Nach Mikro-Beben in Poing

Geothermie-Anlage bald wieder in Betrieb

Poing - Nach einer vorübergehenden Abschaltung der Geothermie-Anlage in Poing wird die Bayernwerk Natur GmbH ihr Werk stufenweise wieder in Betrieb nehmen.

Ein Gutachten des Leibniz-Instituts für Angewandte Geophysik in Hannover (LIAG) ist zu dem Ergebnis gekommen, dass von der beobachteten Seismizität keine Gefahr ausgeht. Aus Sicht der Genehmigungsbehörde und der Fachbehörden bestehen dagegen keine Einwände.

Ende des Jahres 2016 wurden im Raum Poing-Pliening erstmals mikroseismologische Vorkommnisse verzeichnet.
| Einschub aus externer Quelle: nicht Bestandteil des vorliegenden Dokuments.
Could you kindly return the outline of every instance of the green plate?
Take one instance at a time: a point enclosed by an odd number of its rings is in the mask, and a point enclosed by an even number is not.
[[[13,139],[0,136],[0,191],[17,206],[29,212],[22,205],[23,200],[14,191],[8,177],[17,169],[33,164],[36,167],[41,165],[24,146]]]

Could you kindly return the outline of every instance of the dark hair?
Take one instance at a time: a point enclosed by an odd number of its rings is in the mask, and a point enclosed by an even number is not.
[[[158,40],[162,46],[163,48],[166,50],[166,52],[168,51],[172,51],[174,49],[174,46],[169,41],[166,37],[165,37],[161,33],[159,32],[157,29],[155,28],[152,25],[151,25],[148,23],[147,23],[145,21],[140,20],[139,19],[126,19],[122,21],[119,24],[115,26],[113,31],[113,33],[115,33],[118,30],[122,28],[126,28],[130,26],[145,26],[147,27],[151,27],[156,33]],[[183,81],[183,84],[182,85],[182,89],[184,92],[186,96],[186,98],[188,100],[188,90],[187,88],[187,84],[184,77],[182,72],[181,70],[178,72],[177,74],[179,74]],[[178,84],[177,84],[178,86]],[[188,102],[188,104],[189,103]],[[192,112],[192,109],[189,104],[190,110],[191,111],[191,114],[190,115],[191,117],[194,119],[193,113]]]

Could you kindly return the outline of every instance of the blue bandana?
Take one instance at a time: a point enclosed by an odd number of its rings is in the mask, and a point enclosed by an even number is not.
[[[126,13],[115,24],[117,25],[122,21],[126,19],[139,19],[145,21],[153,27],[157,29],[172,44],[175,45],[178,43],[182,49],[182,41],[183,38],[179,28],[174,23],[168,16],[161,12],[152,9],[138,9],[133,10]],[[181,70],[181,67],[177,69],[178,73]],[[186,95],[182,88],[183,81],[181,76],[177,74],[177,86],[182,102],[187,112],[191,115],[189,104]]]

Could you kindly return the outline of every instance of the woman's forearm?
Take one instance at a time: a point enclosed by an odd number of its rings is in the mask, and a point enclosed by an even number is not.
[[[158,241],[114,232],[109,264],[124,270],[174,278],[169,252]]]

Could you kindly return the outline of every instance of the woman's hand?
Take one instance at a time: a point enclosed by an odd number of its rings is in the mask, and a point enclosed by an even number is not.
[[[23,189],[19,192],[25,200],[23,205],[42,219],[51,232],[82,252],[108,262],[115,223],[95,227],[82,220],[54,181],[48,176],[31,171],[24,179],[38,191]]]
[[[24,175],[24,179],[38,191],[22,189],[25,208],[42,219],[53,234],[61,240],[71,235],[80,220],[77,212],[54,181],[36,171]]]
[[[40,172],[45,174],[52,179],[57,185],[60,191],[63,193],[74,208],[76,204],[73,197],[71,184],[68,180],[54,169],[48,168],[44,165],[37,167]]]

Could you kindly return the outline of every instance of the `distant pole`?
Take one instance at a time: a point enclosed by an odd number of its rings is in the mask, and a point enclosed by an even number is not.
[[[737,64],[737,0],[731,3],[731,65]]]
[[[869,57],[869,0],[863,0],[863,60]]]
Da Anfang September 2017 wiederum ein Mikro-Beben auftrat und ein Zusammenhang mit der örtlichen Geothermie- Anlage nicht ausgeschlossen werden konnte, nahm die Bayernwerk Natur GmbH ihre Anlage in Absprache mit der Gemeinde Poing am 11. September 2017 vorsichtshalber vorübergehend außer Betrieb. 

Ursache für das Mikro-Beben weiter unklar

Vor einer erneuten Inbetriebnahme sollte ein bereits in Auftrag gegebenes Gutachten des Leibniz-Instituts für Angewandte Geophysik in Hannover (LIAG) Aufschluss über die Ursachen der örtlichen Seismizität geben.

Das Ergebnis dieses Gutachtens liegt dem Unternehmen sowie der Aufsichtsbehörde mittlerweile vor. Eine eindeutige Ursache für die Mikro-Beben konnte darin zwar nicht identifiziert werden. Jedoch konnte das Gutachten die bisherigen Beben eindeutig als ungefährlich einstufen. Professorin Dr. Inga Moeck, die als Sachverständige beim LIAG verantwortlich ist, empfahl dem Betreiber ein stufenweises Wiederanfahren der Geothermie-Anlage mit einer ausgeweiteten seismologischen Begleitung. 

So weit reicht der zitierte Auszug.